国交省、交通DX・GX支援など6事業の執行団体を公募


総額127億円規模、交通事業者の経営改善や訪日客受け入れ環境整備へ

 国土交通省は1月19日、交通事業者の経営改善支援や訪日外国人旅行者の受入環境整備に向けた6つの補助事業の執行団体を公募すると発表した。対象事業は「交通DX・GXによる経営改善支援事業」「旅客自動車運送事業における人材確保支援事業」「バリアフリー化設備等整備事業」「交通サービス利便向上促進事業」「地方ゲートウェイの刷新事業」「観光二次交通の高度化事業」の6事業。公募期間は2月9日まで。

6事業の総予算は約127億円

 今回募集される執行団体は、6事業を一体で実施することが条件。各事業の予算上限額は「交通DX・GXによる経営改善支援事業」が28.15億円、「旅客自動車運送事業における人材確保支援事業」が55.66億円、「バリアフリー化設備等整備事業」が24億円、「交通サービス利便向上促進事業」が14.19億円、「地方ゲートウェイの刷新事業」が1.5億円、「観光二次交通の高度化事業」が3億円の計126.5億円となっている。

DX・GXと人材確保に重点配分

 6事業のうち特に予算規模が大きいのが「旅客自動車運送事業における人材確保支援事業」の55.66億円と「交通DX・GXによる経営改善支援事業」の28.15億円。このうち事務経費はそれぞれ2.78億円、1.40億円以内とされている。国土交通省が人材確保とDX・GXによる経営改善に重点を置いていることがうかがえる。

各事業の補助率は原則1/2から2/3

 間接補助事業の補助率は事業によって異なり、「交通DX・GXによる経営改善支援事業」と「旅客自動車運送事業における人材確保支援事業」は原則1/2。「バリアフリー化設備等整備事業」「交通サービス利便向上促進事業」「地方ゲートウェイの刷新事業」は原則1/3。「観光二次交通の高度化事業」は原則2/3となっている。

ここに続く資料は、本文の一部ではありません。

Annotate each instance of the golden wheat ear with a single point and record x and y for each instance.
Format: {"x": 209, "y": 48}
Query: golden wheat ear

 執行団体に対する国からの補助率は定額(10/10)で、執行団体は間接補助事業者である旅客自動車運送事業者等に補助金を交付する。

旅客自動車運送事業者等の経営改善と訪日客受入環境整備が目的

 募集要領によると、これらの補助金は「旅客自動車運送事業者等によるバリアフリー化設備等の整備、DX・GX等による利便性向上や人材確保に資する取組及び訪日外国人旅行者が公共交通機関でストレスフリーに旅行できる環境を整備するための経費」に対して交付される。

 目的は「旅客自動車運送事業者等のバリアフリー化、経営改善支援、人材確保支援及び地域における訪日外国人旅行者の受入環境整備を実施すること」。

執行団体の応募資格は日本拠点を持つ民間団体等

 執行団体の応募資格は「日本に拠点を有していること」「本事業を的確に遂行する組織、能力、人員等を有していること」「本事業を円滑に遂行するために必要な経営基盤を有し、かつ、資金等について十分な管理能力を有していること」などの要件を満たす民間団体等としている。